My attempt looked something like this:

//book[title[@lang='it']]

But that didn't work. I expect to get back the nodes:

<book category="CLASSICS">
  <title lang="it">Purgatorio</title>
  <author>Dante Alighieri</author>
  <year>1308</year>
  <price>30.00</price>
</book>

<book category="CLASSICS">
  <title lang="it">Inferno</title>
  <author>Dante Alighieri</author>
  <year>1308</year>
  <price>30.00</price>
</book>

Any hints?

5
What XPath implementation is this?Pavel Minaev

5 Answers

185
votes

Try

//book[title/@lang = 'it']

This reads:

  • get all book elements
    • that have at least one title
      • which has an attribute lang
        • with a value of "it"

You may find this helpful — it's an article entitled "XPath in Five Paragraphs" by Ronald Bourret.

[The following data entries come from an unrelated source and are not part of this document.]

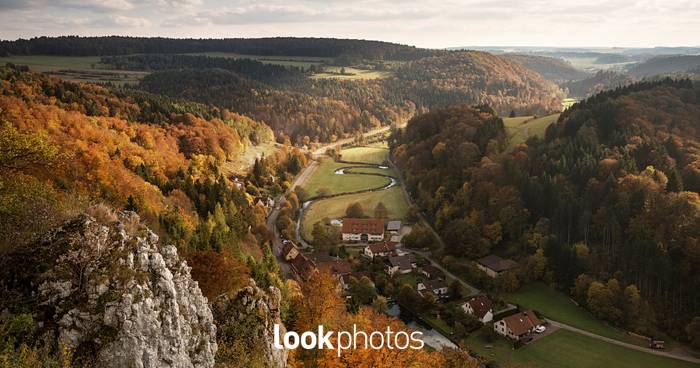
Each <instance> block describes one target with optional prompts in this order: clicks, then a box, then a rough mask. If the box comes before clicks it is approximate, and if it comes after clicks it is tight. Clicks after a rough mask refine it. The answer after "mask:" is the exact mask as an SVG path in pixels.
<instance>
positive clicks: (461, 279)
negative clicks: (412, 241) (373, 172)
mask: <svg viewBox="0 0 700 368" xmlns="http://www.w3.org/2000/svg"><path fill="white" fill-rule="evenodd" d="M389 164H390V165H391V166H392V167H394V168H395V169H396V167H395V166H394V163H393V162H391V160H389ZM395 171H396V172H397V173H398V176H399V182H400V183H401V188H402V189H403V192H404V196H405V197H406V201H407V202H408V203H409V204H412V203H413V202H412V198H411V196H410V195H409V194H408V192H407V191H406V186H405V185H403V178H402V177H401V172H400V171H399V170H398V169H396V170H395ZM418 216H419V219H420V221H421V223H423V224H424V225H425V226H427V227H428V229H430V231H431V232H432V233H433V236H434V237H435V239H437V241H438V244H439V246H440V250H442V249H444V248H445V243H444V242H443V241H442V238H440V236H439V235H438V234H437V232H435V230H434V229H433V227H432V226H431V225H430V223H429V222H428V221H426V219H425V217H424V216H423V214H422V213H419V214H418ZM416 253H418V254H420V255H421V256H423V257H425V258H426V259H427V260H429V261H430V263H431V264H432V265H433V266H435V267H436V268H438V269H439V270H440V271H442V272H444V273H445V275H447V276H448V277H449V278H452V279H455V280H457V281H458V282H459V283H460V284H462V286H464V287H465V288H467V289H468V290H472V293H473V294H477V293H479V292H480V291H479V289H477V288H475V287H473V286H471V285H469V284H467V283H466V282H464V280H462V279H461V278H459V277H458V276H456V275H454V274H452V273H451V272H449V271H448V270H446V269H445V268H444V267H442V266H441V265H440V264H439V263H438V262H436V261H434V260H433V259H432V258H430V255H429V254H428V253H426V252H419V251H416ZM546 320H547V322H549V323H550V324H551V325H553V326H555V327H556V328H561V329H565V330H569V331H573V332H576V333H579V334H582V335H585V336H588V337H592V338H594V339H597V340H600V341H605V342H608V343H611V344H615V345H618V346H623V347H626V348H629V349H634V350H638V351H642V352H645V353H649V354H654V355H658V356H663V357H667V358H673V359H679V360H684V361H686V362H691V363H698V364H700V359H698V358H695V357H693V356H690V355H688V354H684V353H683V352H673V353H672V352H668V351H660V350H654V349H649V348H645V347H642V346H637V345H633V344H628V343H625V342H622V341H618V340H615V339H611V338H608V337H605V336H600V335H597V334H594V333H592V332H588V331H585V330H581V329H579V328H576V327H573V326H569V325H567V324H565V323H561V322H558V321H554V320H551V319H546Z"/></svg>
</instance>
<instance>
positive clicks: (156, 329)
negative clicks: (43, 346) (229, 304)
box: [0, 212, 217, 367]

But in all honesty, //book[title[@lang='it']] and the above should be equivalent, unless your XPath engine has "issues." So it could be something in the code or sample XML that you're not showing us -- for example, your sample is an XML fragment. Could it be that the root element has a namespace, and you aren't counting for that in your query? And you only told us that it didn't work, but you didn't tell us what results you did get.

58
votes

Years later, but a useful option would be to utilize XPath Axes (https://www.w3schools.com/xml/xpath_axes.asp). More specifically, you are looking to use the descendants axes.

I believe this example would do the trick:

//book[descendant::title[@lang='it']]

This allows you to select all book elements that contain a child title element (regardless of how deep it is nested) containing language attribute value equal to 'it'.

I cannot say for sure whether or not this answer is relevant to the year 2009 as I am not 100% certain that the XPath Axes existed at that time. What I can confirm is that they do exist today and I have found them to be extremely useful in XPath navigation and I am sure you will as well.

14
votes
//book[title[@lang='it']]

is actually equivalent to

 //book[title/@lang = 'it']

I tried it using vtd-xml, both expressions spit out the same result... what xpath processing engine did you use? I guess it has conformance issue Below is the code

import com.ximpleware.*;
public class test1 {
  public static void main(String[] s) throws Exception{
      VTDGen vg = new VTDGen();
      if (vg.parseFile("c:/books.xml", true)){
          VTDNav vn = vg.getNav();
          AutoPilot ap = new AutoPilot(vn);
          ap.selectXPath("//book[title[@lang='it']]");
                  //ap.selectXPath("//book[title/@lang='it']");

          int i;
          while((i=ap.evalXPath())!=-1){
              System.out.println("index ==>"+i);
          }
          /*if (vn.endsWith(i, "< test")){
             System.out.println(" good ");  
          }else
              System.out.println(" bad ");*/

      }
  }
}
4
votes

I would think your own suggestion is correct, however the xml is not quite valid. If you are running the //book[title[@lang='it']] on <root>[Your"XML"Here]</root> then the free online xPath testers such as one here will find the expected result.

2
votes

Try to use this xPath expression:

//book/title[@lang='it']/..

That should give you all book nodes in "it" lang